Should I die in a traffic accident, I do not want a roadside memorial. And I vow to haunt anyone who thinks my life should best be memorialized with a crude homemade cross and some plastic flowers.
I do NOT want an open casket. I shudder to think that everyone’s last memory of me would be the image of me laying in a box, wearing clothes I wouldn’t have dared wear in life, airbrushed beyond recongnition, with my face glued into an unnatural expression. A closed casket will also prevent the very creepy practice of anyone touching my corpse.
In fact, just cremate me. I hear that’s cheaper. But don’t scatter my ashes anywhere. I’ve been to an ashes scattering ceremony before. It’s gross. My grandmother and her husband were cremated, and we had a memorial weekend where we all went to a spot along a trail at one of their favorite state parks and scattered the ashes. When I say “we all”, please remember that my grandmother was a recovered Catholic with nine children, 20-some grandkids, and a handful of great grand kids when she passed. When it came time to do the scattering it was pandomonium. Little kids tripping as they rushed, little hands full of ash, to scatter it. Ash flying through the air. Someone got a handful right in their open toed shoes. Ladies had it stuck under their fingernails. I couldn’t touch it, and as the cloud of ash from 30-odd scatterers grew larger, I made a quick getaway.
I don’t know what you do with ashes if you don’t scatter them.

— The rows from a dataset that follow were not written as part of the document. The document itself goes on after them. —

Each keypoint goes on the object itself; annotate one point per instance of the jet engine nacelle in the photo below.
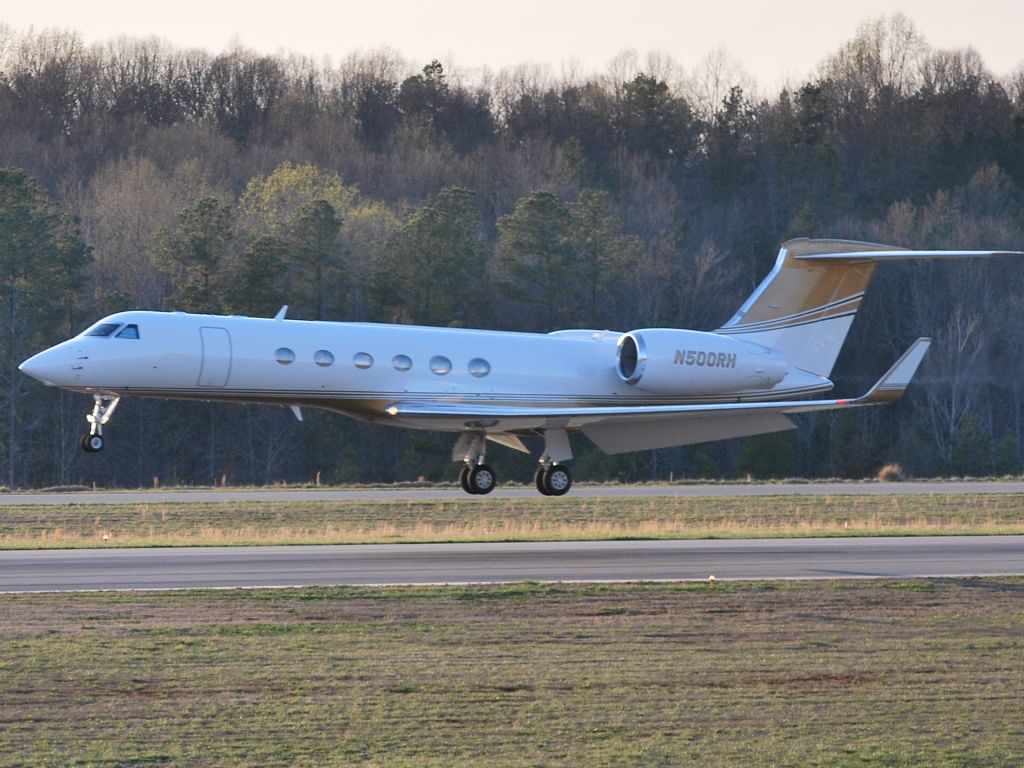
(666, 360)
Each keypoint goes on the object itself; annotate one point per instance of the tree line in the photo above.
(138, 175)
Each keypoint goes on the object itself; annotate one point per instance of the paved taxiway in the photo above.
(458, 563)
(446, 494)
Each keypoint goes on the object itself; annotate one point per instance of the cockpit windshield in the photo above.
(102, 329)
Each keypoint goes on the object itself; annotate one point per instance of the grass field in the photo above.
(506, 519)
(829, 674)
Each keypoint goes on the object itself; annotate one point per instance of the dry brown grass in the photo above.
(510, 519)
(837, 674)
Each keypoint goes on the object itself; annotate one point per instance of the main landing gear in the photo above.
(102, 409)
(478, 478)
(554, 479)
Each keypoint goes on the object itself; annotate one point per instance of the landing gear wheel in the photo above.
(557, 480)
(481, 479)
(464, 478)
(539, 480)
(92, 442)
(553, 480)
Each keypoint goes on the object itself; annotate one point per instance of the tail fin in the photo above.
(805, 306)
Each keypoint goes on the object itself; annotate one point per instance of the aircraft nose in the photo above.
(49, 367)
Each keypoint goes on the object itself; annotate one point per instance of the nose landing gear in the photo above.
(102, 409)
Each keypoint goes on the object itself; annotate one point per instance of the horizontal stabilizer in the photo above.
(902, 255)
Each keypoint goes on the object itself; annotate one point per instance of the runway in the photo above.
(453, 493)
(487, 563)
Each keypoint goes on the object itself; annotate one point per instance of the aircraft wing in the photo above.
(624, 428)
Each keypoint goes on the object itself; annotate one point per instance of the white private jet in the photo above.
(626, 391)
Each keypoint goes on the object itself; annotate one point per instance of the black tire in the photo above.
(481, 479)
(464, 478)
(541, 480)
(557, 480)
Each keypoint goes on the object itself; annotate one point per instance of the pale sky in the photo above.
(773, 40)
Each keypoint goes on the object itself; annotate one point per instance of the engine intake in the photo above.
(675, 361)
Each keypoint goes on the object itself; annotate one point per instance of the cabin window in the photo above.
(440, 365)
(102, 329)
(478, 368)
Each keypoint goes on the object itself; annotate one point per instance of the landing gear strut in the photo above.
(102, 409)
(477, 478)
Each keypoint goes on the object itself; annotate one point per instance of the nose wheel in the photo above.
(92, 442)
(103, 407)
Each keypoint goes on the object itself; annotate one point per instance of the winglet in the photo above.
(891, 386)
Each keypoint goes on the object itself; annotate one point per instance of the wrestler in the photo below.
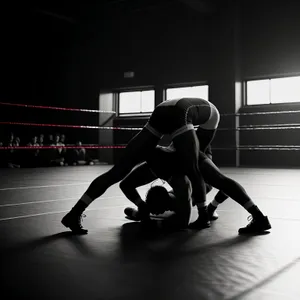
(176, 118)
(163, 164)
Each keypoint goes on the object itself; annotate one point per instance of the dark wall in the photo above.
(35, 66)
(51, 61)
(270, 48)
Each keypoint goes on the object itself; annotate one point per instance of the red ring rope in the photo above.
(246, 147)
(60, 147)
(69, 126)
(244, 127)
(57, 108)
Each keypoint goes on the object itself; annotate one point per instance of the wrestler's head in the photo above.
(158, 200)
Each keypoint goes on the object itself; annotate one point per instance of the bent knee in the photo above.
(182, 185)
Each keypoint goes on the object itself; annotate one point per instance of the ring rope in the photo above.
(241, 128)
(88, 146)
(113, 112)
(70, 126)
(262, 113)
(56, 108)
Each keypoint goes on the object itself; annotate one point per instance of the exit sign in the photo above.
(128, 74)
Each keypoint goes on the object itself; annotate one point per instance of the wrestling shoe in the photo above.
(213, 215)
(73, 221)
(132, 214)
(255, 226)
(202, 222)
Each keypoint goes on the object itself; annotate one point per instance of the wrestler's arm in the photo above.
(139, 176)
(182, 213)
(205, 137)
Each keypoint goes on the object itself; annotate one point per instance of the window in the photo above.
(200, 91)
(277, 90)
(136, 102)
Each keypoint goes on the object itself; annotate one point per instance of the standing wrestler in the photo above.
(163, 164)
(176, 118)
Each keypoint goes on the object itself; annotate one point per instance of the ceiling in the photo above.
(78, 12)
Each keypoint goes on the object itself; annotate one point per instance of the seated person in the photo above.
(164, 164)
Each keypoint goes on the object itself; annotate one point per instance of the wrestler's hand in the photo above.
(144, 212)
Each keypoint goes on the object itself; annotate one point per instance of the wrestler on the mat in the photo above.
(163, 164)
(176, 118)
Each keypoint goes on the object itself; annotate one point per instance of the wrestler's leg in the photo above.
(187, 147)
(182, 199)
(135, 152)
(213, 176)
(139, 176)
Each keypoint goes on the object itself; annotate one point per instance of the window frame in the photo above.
(245, 87)
(185, 85)
(133, 90)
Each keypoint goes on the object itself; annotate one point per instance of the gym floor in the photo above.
(40, 259)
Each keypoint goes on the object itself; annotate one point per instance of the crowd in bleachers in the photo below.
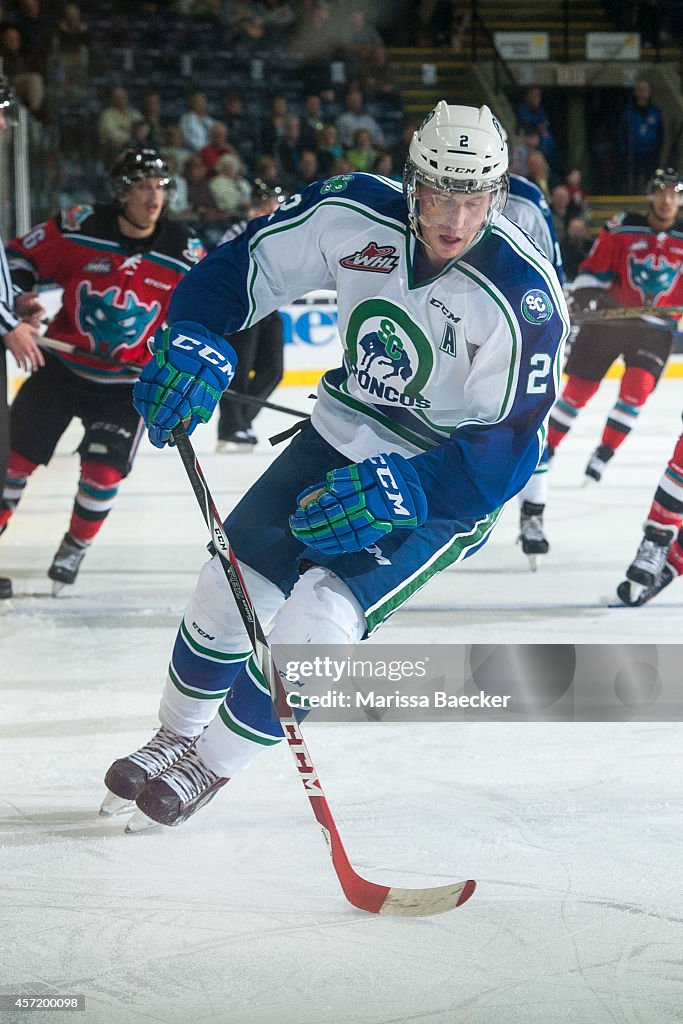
(288, 91)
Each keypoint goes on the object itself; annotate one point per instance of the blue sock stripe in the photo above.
(194, 691)
(625, 407)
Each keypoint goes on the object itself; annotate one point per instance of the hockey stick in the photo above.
(366, 895)
(664, 313)
(67, 347)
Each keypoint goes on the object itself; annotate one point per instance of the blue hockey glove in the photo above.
(190, 369)
(356, 506)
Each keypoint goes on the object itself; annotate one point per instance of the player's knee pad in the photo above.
(637, 384)
(319, 609)
(214, 610)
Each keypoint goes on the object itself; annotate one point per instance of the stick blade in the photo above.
(425, 902)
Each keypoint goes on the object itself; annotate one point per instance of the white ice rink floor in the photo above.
(572, 830)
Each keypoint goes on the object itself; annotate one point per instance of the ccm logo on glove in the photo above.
(206, 352)
(386, 479)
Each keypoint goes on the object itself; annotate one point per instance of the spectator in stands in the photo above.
(278, 16)
(559, 205)
(195, 123)
(242, 131)
(273, 128)
(531, 117)
(152, 109)
(539, 172)
(328, 150)
(578, 207)
(217, 145)
(26, 81)
(361, 155)
(640, 134)
(363, 45)
(308, 170)
(311, 120)
(649, 22)
(115, 124)
(574, 247)
(73, 42)
(174, 145)
(399, 151)
(446, 25)
(178, 207)
(230, 190)
(384, 166)
(354, 118)
(265, 169)
(31, 24)
(139, 135)
(200, 197)
(288, 151)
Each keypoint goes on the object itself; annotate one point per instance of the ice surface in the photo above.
(573, 832)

Keep them in an urn if you want. But make sure its a nice urn. I don’t want something with a tole-painted chicken or a cabbage rose on it.
Or do something funny with them. Have the ash separated into little viles, and pour a little into the ashtrays when you go visit people. Only you will know what it is, and what a wonderful little inside joke!

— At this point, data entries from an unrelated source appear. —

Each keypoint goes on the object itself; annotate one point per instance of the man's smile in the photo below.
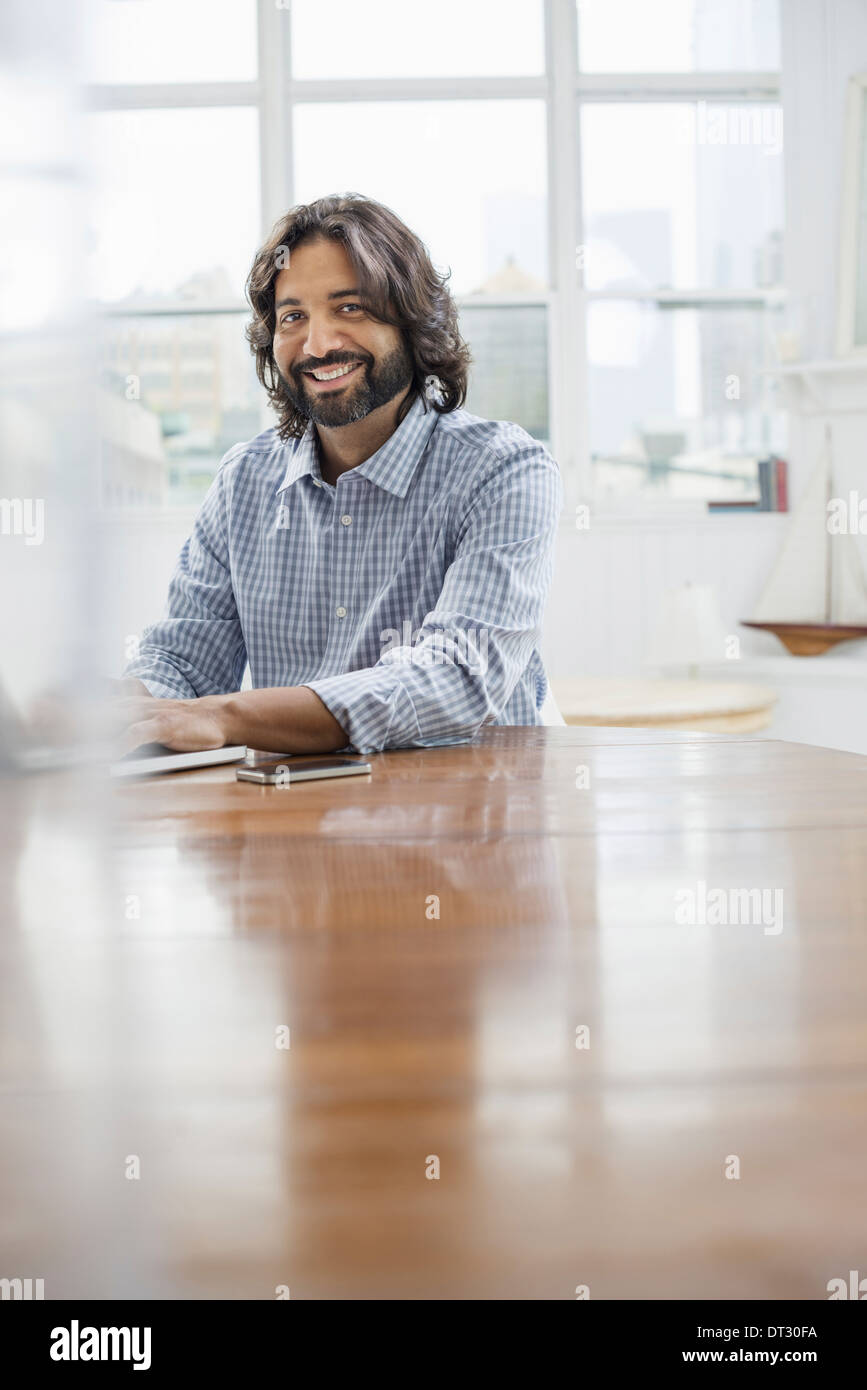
(325, 378)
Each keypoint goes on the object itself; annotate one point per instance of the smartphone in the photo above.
(282, 772)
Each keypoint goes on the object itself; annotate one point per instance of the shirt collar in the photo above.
(393, 464)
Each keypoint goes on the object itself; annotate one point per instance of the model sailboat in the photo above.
(816, 595)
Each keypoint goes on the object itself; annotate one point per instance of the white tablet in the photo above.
(154, 758)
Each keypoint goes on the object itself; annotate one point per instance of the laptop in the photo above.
(24, 754)
(154, 758)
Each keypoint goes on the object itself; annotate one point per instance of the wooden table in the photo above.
(156, 937)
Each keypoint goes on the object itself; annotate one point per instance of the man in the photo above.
(381, 558)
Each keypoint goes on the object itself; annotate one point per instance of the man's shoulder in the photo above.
(482, 438)
(263, 456)
(493, 451)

I guess there should be some sort of service so people can say goodbye. But I don’t want it at a funeral home. They usually look like they were decorated by someone’s grandmother and they smell funny. Besides that, they always make the coffee too strong. And I don’t want a preacher. I’ve never understood the point of having a man of God up there to remind everyone who has come to pay their last respects that their time is coming too. Besides, if I happen to be watching from the hereafter I don’t want to be bored to sleep before I’ve even settled in. And don’t send any damn flowers. I never have been able to keep a plant alive. Except a poinsettia. That I can’t kill, and Christmas was months ago.
Some music will keep things from being too quiet as the mourners gather. But spare me Amazing Grace. Have some fun. How about “Stayin Alive”, wouldn’t that be a hoot!

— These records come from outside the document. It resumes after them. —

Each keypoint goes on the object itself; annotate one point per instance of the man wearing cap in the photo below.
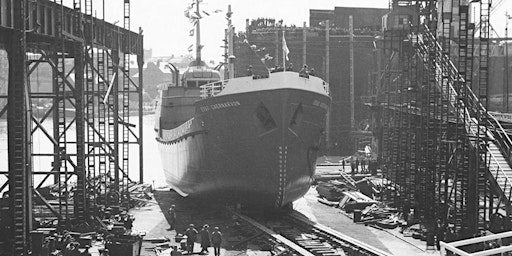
(175, 251)
(216, 241)
(205, 239)
(304, 71)
(172, 217)
(191, 233)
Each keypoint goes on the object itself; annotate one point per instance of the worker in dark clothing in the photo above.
(128, 223)
(205, 239)
(304, 71)
(172, 217)
(249, 71)
(175, 251)
(216, 241)
(191, 233)
(290, 67)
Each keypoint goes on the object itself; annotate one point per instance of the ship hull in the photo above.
(256, 148)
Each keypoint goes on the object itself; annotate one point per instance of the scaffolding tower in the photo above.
(442, 154)
(86, 169)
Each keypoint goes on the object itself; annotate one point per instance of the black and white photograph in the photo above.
(258, 128)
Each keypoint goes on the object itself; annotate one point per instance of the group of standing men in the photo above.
(207, 239)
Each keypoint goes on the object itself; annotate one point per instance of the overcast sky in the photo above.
(166, 29)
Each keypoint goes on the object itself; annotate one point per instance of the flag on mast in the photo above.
(285, 49)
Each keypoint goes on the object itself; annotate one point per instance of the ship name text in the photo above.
(178, 131)
(228, 104)
(320, 104)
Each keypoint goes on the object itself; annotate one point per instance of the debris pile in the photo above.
(111, 235)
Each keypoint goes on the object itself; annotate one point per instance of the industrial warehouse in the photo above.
(316, 128)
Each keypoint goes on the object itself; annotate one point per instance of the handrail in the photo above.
(212, 89)
(500, 170)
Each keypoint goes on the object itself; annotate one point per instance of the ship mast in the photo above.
(198, 35)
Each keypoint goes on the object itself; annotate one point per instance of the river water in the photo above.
(152, 165)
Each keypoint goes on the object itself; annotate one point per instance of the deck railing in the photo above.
(212, 89)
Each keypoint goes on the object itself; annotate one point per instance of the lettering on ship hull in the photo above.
(228, 104)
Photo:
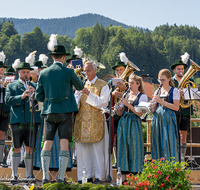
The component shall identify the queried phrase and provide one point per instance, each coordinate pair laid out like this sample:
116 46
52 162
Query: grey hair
94 65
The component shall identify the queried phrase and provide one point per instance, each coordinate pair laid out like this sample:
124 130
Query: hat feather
185 57
31 58
78 52
123 58
16 64
43 58
52 42
2 56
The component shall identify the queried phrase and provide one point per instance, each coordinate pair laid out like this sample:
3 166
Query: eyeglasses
161 80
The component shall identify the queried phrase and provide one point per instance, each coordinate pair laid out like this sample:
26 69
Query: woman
164 132
129 133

And please, refrain from telling tear-jerker stories about me. “Was always so nice…” “Would give the shirt…” “…was such a dear”. Yeah, yeah. That stuff they should just put on a soundtrack and play it at every funeral. Wouldn’t it lighten the mood much more to reminisce on the time I puked in your car after three too many in college? Or the time I overdrew my checking account to buy lottery tickets because I just KNEW I would win?
Most wakes are just boring. They’re like depressing cocktail parties but without the cocktails. So maybe an open bar would be a good idea. Just keep away the relatives who you know shouldn’t be mixing vodka with their medications. And if a few poker machines could be set up in a back room somewhere, there are several friends and family members who I would love to have “lock it up” in my honor.
And after all the old folks have left, how bout a stripper? Can’t you just see some amateur Chippendale quipping “There’s more than one stiff in here!” as he tore off his breakaway pants? Wouldn’t that be a lot more memorable than a boring eulogy?